The Justice Department has ended its China Initiative. This was a program that Asian American groups claimed contributed towards bias against Chinese immigrants and Americans with Chinese descent. It led to some high-profile prosecution failures.
It was launched under the Trump administration. It was intended to identify and prosecute Chinese threats national security. However, it also led criminal charges against academics and researchers that eventually collapsed.
"Do not make a mistake. Matt Olsen (the assistant attorney general in charge the national security division) stated that the United States will not be complacent in protecting its country from China. He said that a new approach was needed to combat the most serious threats from hostile nation-states.
Olsen stated that a three-month evaluation, which included discussions with the FBI, other intelligence agencies, and universities, led him to conclude that the initiative was too narrowly targeted. Representatives of the Asian-American, Pacific Islander and Pacific Islander communities claimed that the program led to an increase in bias against them.
He stated that he had contributed to the negative perception that the department applied a lower standard of investigation and prosecution for criminal conduct related to China or that people with racial or ethnic ties to China were treated differently.
Olsen stated that his division is looking into threats from all countries, not just China but also Russia and Iran, which seek to steal U.S. technological innovations and government secrets.
China Initiative resulted in a number of prosecutions of academics and researchers, who were accused of failing to disclose China-related transactions when they submitted grant applications.
Last month, prosecutors dropped all charges against Gang Chen, a Massachusetts Institute of Technology scientist.
Chen wrote, "For 371 Days, my family, and I went through an living hell," in an essay published on The Boston Globe.
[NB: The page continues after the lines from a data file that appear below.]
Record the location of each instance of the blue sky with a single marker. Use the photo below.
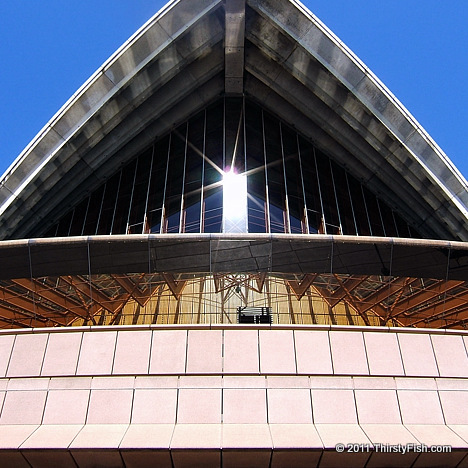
(417, 48)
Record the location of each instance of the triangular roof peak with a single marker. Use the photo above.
(274, 51)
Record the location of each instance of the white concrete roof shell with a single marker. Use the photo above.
(292, 64)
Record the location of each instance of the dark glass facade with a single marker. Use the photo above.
(175, 186)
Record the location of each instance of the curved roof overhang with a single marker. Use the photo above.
(274, 51)
(297, 254)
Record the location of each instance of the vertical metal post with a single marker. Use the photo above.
(367, 211)
(306, 214)
(320, 193)
(202, 192)
(131, 197)
(116, 200)
(352, 204)
(287, 226)
(145, 214)
(336, 198)
(267, 195)
(182, 204)
(163, 207)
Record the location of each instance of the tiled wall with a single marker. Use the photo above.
(235, 392)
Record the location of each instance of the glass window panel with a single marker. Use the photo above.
(234, 134)
(312, 191)
(359, 207)
(193, 176)
(108, 205)
(256, 184)
(94, 209)
(328, 194)
(140, 191)
(119, 225)
(276, 192)
(78, 220)
(344, 202)
(213, 199)
(175, 180)
(373, 213)
(64, 225)
(156, 192)
(387, 217)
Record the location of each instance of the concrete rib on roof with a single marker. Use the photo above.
(176, 64)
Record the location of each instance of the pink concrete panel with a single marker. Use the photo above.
(451, 356)
(12, 436)
(147, 446)
(196, 436)
(332, 434)
(431, 434)
(6, 346)
(383, 353)
(374, 383)
(168, 352)
(110, 407)
(205, 352)
(156, 382)
(293, 381)
(147, 436)
(452, 384)
(454, 406)
(97, 353)
(154, 406)
(333, 407)
(295, 436)
(27, 356)
(277, 352)
(110, 383)
(132, 352)
(377, 407)
(66, 407)
(417, 354)
(195, 381)
(64, 383)
(52, 437)
(415, 383)
(99, 436)
(382, 435)
(23, 407)
(38, 383)
(244, 406)
(338, 383)
(313, 353)
(289, 406)
(244, 381)
(348, 353)
(199, 406)
(241, 352)
(61, 356)
(420, 407)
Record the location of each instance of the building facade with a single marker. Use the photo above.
(233, 246)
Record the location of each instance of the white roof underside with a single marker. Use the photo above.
(274, 51)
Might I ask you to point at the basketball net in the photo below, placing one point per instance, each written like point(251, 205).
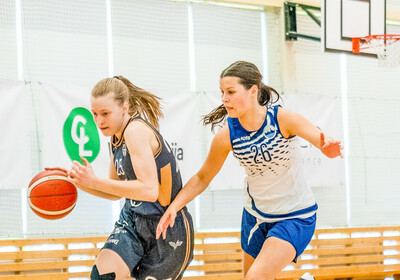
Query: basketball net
point(386, 47)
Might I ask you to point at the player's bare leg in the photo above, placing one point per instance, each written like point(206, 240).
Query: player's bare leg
point(274, 256)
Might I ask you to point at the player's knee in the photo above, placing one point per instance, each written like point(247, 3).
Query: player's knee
point(96, 276)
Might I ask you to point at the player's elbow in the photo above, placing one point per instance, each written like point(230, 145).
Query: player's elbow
point(153, 193)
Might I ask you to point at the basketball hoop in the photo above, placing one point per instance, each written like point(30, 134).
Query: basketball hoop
point(386, 47)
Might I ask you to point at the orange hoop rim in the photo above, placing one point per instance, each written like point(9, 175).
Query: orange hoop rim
point(362, 43)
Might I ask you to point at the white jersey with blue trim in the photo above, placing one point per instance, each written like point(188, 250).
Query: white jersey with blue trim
point(275, 184)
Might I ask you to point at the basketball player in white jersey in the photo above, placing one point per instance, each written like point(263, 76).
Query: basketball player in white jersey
point(279, 214)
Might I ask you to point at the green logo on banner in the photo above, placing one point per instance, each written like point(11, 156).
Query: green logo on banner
point(81, 138)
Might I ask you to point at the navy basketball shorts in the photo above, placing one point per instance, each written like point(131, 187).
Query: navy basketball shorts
point(297, 232)
point(134, 240)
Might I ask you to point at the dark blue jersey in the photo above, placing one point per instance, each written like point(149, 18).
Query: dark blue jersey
point(169, 176)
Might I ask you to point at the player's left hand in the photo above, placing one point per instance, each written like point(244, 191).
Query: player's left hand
point(330, 147)
point(82, 174)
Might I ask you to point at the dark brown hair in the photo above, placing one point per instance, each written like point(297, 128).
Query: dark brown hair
point(248, 75)
point(140, 101)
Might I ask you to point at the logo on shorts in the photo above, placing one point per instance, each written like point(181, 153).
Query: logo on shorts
point(175, 244)
point(114, 241)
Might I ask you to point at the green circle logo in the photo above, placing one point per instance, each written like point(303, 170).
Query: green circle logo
point(81, 138)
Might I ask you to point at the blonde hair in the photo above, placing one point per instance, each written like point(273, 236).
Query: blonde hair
point(140, 101)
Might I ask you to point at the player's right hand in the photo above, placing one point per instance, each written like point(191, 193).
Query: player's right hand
point(167, 220)
point(58, 169)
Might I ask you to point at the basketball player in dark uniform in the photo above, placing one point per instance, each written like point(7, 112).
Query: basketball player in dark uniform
point(143, 170)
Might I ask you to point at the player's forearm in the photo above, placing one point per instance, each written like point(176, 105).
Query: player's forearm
point(98, 193)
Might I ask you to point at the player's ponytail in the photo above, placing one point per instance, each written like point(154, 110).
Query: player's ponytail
point(143, 102)
point(248, 75)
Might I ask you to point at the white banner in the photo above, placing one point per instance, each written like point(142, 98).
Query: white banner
point(15, 154)
point(326, 113)
point(181, 128)
point(320, 171)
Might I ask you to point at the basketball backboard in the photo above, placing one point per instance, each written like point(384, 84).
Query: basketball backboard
point(345, 19)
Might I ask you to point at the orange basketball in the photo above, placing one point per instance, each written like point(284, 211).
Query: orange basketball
point(51, 195)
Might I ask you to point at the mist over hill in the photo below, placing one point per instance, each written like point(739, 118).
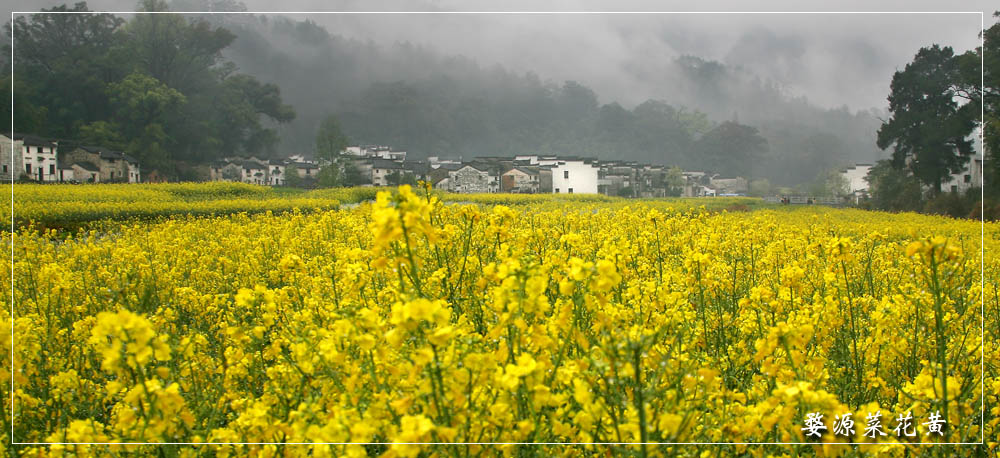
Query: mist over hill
point(428, 103)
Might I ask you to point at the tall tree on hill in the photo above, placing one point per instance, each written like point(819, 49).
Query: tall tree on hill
point(62, 68)
point(732, 148)
point(330, 141)
point(927, 129)
point(981, 86)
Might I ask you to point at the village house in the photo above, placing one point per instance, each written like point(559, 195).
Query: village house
point(574, 176)
point(856, 177)
point(82, 172)
point(521, 180)
point(469, 179)
point(276, 173)
point(114, 166)
point(729, 186)
point(30, 157)
point(971, 177)
point(381, 171)
point(375, 151)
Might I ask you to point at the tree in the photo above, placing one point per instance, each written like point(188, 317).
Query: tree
point(893, 189)
point(62, 68)
point(731, 148)
point(926, 129)
point(142, 103)
point(981, 85)
point(292, 178)
point(330, 141)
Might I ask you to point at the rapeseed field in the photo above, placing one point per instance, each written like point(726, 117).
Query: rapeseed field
point(407, 321)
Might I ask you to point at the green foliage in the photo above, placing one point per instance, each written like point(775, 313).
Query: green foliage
point(330, 141)
point(893, 189)
point(927, 129)
point(732, 149)
point(156, 86)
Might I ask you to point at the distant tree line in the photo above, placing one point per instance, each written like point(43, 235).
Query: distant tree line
point(935, 105)
point(155, 86)
point(165, 88)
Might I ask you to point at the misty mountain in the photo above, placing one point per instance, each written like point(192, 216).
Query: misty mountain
point(427, 103)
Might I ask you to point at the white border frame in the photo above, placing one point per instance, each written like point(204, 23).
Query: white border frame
point(982, 253)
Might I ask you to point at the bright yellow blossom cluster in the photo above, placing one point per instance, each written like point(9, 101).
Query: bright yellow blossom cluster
point(410, 321)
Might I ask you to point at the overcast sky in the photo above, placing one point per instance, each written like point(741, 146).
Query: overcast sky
point(832, 59)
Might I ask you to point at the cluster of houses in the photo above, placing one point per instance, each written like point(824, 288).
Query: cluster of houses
point(24, 156)
point(525, 174)
point(855, 177)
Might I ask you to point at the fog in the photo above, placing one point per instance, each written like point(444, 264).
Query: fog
point(803, 79)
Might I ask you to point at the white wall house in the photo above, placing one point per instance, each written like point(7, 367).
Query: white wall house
point(855, 176)
point(254, 172)
point(11, 165)
point(972, 177)
point(469, 179)
point(574, 177)
point(28, 155)
point(276, 173)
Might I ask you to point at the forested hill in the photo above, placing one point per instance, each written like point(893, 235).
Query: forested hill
point(173, 91)
point(431, 104)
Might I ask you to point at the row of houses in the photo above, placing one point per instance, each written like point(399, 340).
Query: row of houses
point(380, 166)
point(29, 157)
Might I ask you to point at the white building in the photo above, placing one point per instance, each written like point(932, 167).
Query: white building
point(856, 177)
point(469, 179)
point(574, 176)
point(971, 177)
point(276, 173)
point(30, 156)
point(375, 151)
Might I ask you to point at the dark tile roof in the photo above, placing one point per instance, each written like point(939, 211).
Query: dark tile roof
point(379, 163)
point(33, 140)
point(88, 166)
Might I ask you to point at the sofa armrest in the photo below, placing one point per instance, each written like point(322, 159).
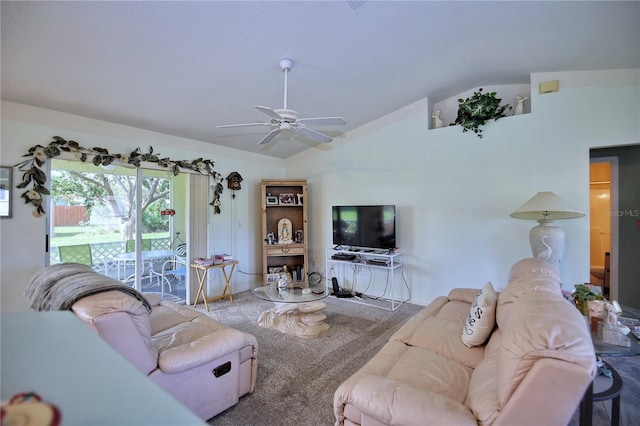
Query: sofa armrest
point(204, 349)
point(392, 402)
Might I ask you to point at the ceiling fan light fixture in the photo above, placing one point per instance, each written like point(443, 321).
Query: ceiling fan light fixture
point(288, 119)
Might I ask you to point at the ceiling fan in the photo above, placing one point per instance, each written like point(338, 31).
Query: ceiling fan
point(287, 119)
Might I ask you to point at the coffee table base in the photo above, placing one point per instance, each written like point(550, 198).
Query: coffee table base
point(300, 319)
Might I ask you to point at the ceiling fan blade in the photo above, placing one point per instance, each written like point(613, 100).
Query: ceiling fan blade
point(272, 134)
point(271, 113)
point(323, 121)
point(242, 125)
point(312, 134)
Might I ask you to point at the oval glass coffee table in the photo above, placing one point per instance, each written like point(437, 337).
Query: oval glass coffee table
point(296, 311)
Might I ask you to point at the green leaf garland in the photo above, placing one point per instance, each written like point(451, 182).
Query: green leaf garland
point(34, 178)
point(476, 110)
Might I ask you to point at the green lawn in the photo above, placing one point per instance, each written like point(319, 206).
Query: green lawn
point(71, 235)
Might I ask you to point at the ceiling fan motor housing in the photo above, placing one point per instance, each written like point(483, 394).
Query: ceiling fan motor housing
point(286, 64)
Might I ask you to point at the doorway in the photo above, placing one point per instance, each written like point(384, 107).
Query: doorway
point(603, 191)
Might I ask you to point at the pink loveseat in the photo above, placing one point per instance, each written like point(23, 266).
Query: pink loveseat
point(201, 362)
point(533, 369)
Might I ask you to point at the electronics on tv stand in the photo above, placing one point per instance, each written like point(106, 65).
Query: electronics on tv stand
point(343, 256)
point(339, 292)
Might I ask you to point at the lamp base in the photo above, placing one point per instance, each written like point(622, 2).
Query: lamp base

He was referring to how long he had been held without trial.
Chen released a statement saying that while I feel relieved that my ordeal is over I am aware that the China Initiative, which was terribly misguided, continues to cause unwarranted fear to academic communities and scientists who still face charges."
Qing Wang, a two-decade veteran of the Cleveland Clinic, was also in the spotlight. He was leading a research program into genetic causes of heart disease. This project was funded by federal grants totaling more than $3.6million from the National Institutes of Health.
He was accused of not disclosing that he was part the "Thousand Talents", was dean at a Chinese university and that nearly half a million dollars was in Chinese government grants for research that overlapped his U.S.-funded work.
The charges were dropped by the prosecution, but Wang is currently in Shanghai looking for work.
He told NBC News last summer that "they are creating such a fear within the scientific community." "I am pretty certain that many people will return to China. They are actually doing a favor for the Chinese government.
Olsen stated that one of his concerns during his review was that "we've undermined our ability for the best and brightest to come here to study, research, and teach." This is also a national security priority.
Christopher Wray, FBI Director, has been one of the most vocal critics of China's spying . According to Wray, the FBI currently has over 2,000 counterintelligence cases in progress and is currently launching two counterintelligence investigations per day.
Wray stated that China poses a greater threat to our innovation and ideas than any other country.
Olsen stated that he agrees with Wray's assessment of China's spying activities, but added that other countries pose different threats to U.S. security.